Quando me avisaram que ela estava
morrendo, travei combate, a noite inteira, com Satã, e saí
vitorioso. Despertei para a enormidade de meu pecado; vi, afinal, a
verdadeira luz, e, caindo de joelhos, confessei-me a Deus, pedindo
Sua orientação, que me foi dada. “Levanta-te”, Ele disse; “leva
consolo à casa em que puseste uma mentira viva, às pessoas com quem
ultrajaste Meu Verbo; confessa teu pecado em voz alta. A eles, ao
marido enganado, compete o teu perdão, não a Mim.” Portanto, eu
fui. Ouvi dizer que a correnteza levara a ponte de Tull. Eu disse:
“Obrigado, ó Senhor, ó Mestre Todo-Poderoso de todas as coisas”,
pois, pelos perigos e dificuldades que teria de sobrepujar, vi que
Ele não me tinha abandonado; que minha readmissão em Sua santa paz
e em Seu santo amor seria ainda mais doce, por causa disso. “Apenas
não me faças perecer antes que eu peça perdão ao homem a quem
trai”, orei. “Que não seja demasiado tarde; que a narrativa da
transgressão minha e dela não venha de seus lábios, em vez dos
meus. Ela jurou que jamais diria coisa alguma; a eternidade, porém,
é uma coisa terrível, quando encarada face a face: eu mesmo não
lutei renhidamente com Satã? Não permitas também que caia sobre
minha alma o pecado de seu perjúrio. Que as águas de Tua Divina Ira
não me sorvam até que eu tenha purificado a alma na presença
daqueles a quem injuriei.” Foi Sua mão que me transportou são e
salvo pela correnteza, que afastou de mim os perigos das águas. Meu
cavalo eslava assustado, e meu próprio coração desfalecia quando
os troncos e as árvores desenraizadas precipitavam-se sobre minha
débil pessoa. Mas não minha alma: de quando em quando eu os via
desviarem-se. no instante supremo da destruição, e levantava minha
voz acima do ruído da corrente: “Glória a Ti, Senhor e Rei
Todo-Poderoso. Esta provação permitirá que eu limpe a consciência
e volte novamente ao seio de Teu amor eterno.” Compreendi, então,
que o perdão me fora concedido. A correnteza, o perigo, tudo ficou
atrás, e eu pisava novamente terra firme; à medida que se
aproximava a cena de meu Getsêmane, eu elegia as palavras que ia
pronunciar. Eu entraria na casa, eu a deteria antes que ela falasse,
eu diria a seu marido: “Anse: pequei, Faça de mim o que quiser.”

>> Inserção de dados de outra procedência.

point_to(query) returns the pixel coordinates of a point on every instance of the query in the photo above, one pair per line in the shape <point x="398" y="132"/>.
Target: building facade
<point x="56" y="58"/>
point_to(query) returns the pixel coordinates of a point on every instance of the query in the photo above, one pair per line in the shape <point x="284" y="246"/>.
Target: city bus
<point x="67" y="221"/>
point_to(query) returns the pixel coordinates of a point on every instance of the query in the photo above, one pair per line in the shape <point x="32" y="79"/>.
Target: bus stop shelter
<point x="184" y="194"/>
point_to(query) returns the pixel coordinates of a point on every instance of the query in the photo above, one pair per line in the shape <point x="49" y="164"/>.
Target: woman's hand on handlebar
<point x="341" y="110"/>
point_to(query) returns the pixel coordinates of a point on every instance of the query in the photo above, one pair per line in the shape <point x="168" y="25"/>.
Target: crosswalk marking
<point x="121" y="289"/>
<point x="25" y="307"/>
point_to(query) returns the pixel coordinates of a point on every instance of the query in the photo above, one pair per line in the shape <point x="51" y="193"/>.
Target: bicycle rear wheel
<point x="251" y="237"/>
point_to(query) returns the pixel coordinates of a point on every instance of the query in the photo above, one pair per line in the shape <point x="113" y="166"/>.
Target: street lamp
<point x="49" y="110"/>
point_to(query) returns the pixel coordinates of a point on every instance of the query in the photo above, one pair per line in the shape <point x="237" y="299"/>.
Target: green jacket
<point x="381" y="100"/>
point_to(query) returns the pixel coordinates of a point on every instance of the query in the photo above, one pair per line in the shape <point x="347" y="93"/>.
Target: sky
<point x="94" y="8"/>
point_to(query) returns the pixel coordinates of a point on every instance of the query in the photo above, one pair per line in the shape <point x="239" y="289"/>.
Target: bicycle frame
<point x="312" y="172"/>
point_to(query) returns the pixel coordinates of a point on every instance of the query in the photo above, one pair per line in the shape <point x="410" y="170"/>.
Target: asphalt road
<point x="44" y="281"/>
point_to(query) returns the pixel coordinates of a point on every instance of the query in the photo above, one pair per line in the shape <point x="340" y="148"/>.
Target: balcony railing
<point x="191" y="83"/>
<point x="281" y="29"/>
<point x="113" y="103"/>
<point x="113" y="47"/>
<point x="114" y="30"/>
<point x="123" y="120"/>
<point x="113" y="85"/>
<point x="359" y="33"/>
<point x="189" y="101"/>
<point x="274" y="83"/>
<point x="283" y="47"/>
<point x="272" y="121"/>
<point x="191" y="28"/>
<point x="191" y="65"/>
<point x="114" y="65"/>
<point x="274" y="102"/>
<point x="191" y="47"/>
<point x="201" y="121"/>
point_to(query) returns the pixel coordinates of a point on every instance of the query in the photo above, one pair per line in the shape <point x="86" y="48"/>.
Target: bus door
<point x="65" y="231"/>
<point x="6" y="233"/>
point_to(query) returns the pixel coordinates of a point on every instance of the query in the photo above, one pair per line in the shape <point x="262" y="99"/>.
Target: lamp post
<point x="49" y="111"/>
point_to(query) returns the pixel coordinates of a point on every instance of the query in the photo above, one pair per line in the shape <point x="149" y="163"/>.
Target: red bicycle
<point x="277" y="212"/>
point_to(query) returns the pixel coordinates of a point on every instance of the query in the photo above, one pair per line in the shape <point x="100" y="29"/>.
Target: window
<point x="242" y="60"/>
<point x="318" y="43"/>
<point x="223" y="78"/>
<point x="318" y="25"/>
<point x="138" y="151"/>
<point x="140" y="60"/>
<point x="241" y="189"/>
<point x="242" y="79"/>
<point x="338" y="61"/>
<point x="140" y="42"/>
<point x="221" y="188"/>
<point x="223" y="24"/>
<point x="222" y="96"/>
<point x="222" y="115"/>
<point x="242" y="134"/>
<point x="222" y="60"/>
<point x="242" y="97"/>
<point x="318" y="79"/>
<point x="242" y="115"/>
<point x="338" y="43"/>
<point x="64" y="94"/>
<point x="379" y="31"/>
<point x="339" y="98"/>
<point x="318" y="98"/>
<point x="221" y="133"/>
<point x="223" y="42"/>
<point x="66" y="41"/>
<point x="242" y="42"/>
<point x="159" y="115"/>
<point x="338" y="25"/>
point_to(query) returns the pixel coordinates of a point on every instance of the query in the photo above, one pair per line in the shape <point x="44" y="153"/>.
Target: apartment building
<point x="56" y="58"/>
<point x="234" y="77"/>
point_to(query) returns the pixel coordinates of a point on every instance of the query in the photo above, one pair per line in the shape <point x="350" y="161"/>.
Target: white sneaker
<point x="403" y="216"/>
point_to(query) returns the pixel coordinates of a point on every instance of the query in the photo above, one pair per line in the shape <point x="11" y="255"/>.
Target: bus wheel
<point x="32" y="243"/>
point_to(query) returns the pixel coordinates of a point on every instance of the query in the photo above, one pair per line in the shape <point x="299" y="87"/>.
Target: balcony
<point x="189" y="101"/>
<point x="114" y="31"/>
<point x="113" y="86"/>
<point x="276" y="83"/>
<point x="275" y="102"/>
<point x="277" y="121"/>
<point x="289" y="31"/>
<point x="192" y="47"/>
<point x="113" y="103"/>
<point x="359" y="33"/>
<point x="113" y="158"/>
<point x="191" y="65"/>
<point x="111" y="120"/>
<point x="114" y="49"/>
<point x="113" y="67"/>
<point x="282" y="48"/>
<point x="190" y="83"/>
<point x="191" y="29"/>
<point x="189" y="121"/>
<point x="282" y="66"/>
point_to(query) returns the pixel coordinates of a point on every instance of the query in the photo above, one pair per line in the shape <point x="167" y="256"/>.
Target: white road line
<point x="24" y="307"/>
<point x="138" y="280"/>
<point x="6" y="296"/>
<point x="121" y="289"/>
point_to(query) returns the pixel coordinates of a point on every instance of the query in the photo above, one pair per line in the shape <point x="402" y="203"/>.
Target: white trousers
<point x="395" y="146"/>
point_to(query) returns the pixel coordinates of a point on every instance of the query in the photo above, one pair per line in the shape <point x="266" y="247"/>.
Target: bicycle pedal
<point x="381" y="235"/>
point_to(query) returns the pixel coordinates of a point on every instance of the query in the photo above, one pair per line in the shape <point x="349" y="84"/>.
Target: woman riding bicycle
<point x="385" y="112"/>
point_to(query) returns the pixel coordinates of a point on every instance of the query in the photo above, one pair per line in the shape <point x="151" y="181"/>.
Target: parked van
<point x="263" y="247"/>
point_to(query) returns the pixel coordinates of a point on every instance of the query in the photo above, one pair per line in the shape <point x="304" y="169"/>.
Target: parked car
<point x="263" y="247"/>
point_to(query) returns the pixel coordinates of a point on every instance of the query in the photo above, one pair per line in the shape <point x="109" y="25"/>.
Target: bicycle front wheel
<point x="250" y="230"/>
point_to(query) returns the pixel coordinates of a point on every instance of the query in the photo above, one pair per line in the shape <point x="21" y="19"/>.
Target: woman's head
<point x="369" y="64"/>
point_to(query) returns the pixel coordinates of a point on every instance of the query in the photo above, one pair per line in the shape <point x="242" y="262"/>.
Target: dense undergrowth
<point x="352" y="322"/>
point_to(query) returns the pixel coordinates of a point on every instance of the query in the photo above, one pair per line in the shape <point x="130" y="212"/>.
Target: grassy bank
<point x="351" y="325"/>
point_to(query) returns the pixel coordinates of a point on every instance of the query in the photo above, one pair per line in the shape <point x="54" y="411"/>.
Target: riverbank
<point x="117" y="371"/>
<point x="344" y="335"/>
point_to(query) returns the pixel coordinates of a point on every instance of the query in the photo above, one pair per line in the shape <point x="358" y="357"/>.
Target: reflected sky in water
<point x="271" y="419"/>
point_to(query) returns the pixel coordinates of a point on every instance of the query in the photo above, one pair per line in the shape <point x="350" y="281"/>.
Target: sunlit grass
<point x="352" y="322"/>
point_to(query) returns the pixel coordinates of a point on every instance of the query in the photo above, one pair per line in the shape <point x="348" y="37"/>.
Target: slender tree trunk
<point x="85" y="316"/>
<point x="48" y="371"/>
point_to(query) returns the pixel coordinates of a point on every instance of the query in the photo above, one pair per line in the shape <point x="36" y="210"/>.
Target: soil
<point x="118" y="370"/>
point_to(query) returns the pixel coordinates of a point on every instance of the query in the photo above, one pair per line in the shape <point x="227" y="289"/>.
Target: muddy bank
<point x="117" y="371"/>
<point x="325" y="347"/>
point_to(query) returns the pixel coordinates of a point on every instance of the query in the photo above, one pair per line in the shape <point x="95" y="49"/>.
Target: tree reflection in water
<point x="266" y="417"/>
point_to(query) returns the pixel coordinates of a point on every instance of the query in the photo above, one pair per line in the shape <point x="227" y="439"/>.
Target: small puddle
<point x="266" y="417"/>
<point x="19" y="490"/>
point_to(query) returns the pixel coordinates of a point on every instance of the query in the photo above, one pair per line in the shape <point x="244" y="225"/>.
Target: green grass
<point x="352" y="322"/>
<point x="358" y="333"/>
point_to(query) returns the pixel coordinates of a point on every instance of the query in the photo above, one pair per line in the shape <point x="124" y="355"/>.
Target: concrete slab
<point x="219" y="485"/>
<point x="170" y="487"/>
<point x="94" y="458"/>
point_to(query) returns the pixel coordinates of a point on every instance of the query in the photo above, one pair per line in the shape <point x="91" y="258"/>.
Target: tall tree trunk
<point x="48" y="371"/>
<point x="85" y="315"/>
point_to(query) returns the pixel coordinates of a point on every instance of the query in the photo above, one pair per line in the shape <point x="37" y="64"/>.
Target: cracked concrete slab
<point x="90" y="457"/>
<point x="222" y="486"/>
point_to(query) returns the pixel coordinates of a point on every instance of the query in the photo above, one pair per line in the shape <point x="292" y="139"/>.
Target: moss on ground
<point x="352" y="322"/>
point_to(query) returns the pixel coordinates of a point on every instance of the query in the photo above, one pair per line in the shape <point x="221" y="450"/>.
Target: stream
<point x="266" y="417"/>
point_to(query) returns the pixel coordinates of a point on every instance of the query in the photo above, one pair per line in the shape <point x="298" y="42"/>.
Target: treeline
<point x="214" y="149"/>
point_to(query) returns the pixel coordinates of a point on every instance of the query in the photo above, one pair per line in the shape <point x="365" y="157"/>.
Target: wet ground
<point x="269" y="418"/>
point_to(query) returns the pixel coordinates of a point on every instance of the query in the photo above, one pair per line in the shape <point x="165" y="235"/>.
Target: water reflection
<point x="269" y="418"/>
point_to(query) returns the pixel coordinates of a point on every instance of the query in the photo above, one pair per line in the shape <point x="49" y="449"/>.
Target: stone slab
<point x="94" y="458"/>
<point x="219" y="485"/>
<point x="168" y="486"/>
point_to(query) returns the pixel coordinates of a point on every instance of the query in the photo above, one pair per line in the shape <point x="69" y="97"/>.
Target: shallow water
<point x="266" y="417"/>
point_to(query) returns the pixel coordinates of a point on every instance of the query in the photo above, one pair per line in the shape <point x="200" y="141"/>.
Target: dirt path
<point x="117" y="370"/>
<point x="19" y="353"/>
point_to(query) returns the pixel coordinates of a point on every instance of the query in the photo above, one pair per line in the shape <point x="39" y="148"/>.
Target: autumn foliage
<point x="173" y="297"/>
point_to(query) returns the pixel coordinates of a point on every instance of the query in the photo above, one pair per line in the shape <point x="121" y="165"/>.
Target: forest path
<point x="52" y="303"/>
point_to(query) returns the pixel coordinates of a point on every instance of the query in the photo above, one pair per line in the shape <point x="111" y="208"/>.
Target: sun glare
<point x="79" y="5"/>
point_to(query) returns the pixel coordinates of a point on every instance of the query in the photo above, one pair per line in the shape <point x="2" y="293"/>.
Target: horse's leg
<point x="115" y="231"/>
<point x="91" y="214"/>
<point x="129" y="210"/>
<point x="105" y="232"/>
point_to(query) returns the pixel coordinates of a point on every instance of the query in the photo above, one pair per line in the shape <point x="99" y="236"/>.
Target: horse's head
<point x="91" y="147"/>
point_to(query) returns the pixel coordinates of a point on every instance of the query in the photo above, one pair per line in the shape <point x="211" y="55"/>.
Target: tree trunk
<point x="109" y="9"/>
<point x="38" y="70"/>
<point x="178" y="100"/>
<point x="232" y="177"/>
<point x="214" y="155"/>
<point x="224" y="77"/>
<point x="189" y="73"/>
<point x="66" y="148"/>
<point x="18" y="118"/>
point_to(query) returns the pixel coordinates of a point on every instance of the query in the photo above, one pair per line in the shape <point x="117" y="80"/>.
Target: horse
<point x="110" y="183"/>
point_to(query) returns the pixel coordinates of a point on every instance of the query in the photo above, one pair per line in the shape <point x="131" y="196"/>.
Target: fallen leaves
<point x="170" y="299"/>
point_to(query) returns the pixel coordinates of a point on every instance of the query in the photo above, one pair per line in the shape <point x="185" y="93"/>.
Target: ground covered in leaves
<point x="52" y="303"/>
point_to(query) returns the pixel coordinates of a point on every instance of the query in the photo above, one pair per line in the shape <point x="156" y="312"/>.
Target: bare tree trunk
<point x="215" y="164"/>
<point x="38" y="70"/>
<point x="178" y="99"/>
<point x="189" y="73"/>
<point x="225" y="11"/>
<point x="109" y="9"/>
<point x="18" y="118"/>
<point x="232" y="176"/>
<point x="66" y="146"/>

Parecia que isto já estava feito. Minha alma sentia-se a mais livre,
a mais tranquila dos últimos anos; enquanto cavalgava, eu já sentia
uma paz duradoura. Para onde quer que me voltasse, eu via Sua mão;
em meu coração, eu sentia Sua voz dizendo: “Coragem. Estou
contigo.” Então eu cheguei à casa de Tull. Sua filha mais moça
saiu e me chamou quando eu ia passando. Disse-me que ela já estava
morta.
Pequei, ó Senhor. Tu sabes a extensão
de meu remorso e a determinação de meu espírito. Mas Ele é
misericordioso. Ele aceitará a intenção em lugar da ação. Ele
não ignora que, ao eleger as palavras de minha confissão, era a
Anse que eu me dirigia, embora Anse ali não estivesse. Foi Ele, em
Sua infinita sabedoria, que susteve a confissão nos lábios da
moribunda, enquanto ela esteve cercada por todos que a amavam e nela
confiavam; minha, apenas, a tributação de vencer a água, o que
consegui pela força de Sua mão. Glória a Ti em Teu amor
onipotente. Glória. Entrei na casa lutuosa, na humilde casa em que
outro pobre mortal entregara o corpo, enquanto sua alma enfrentava o
terrível e irrevogável julgamento. Repouse em paz. “A graça de
Deus desça sobre esta casa”, eu disse.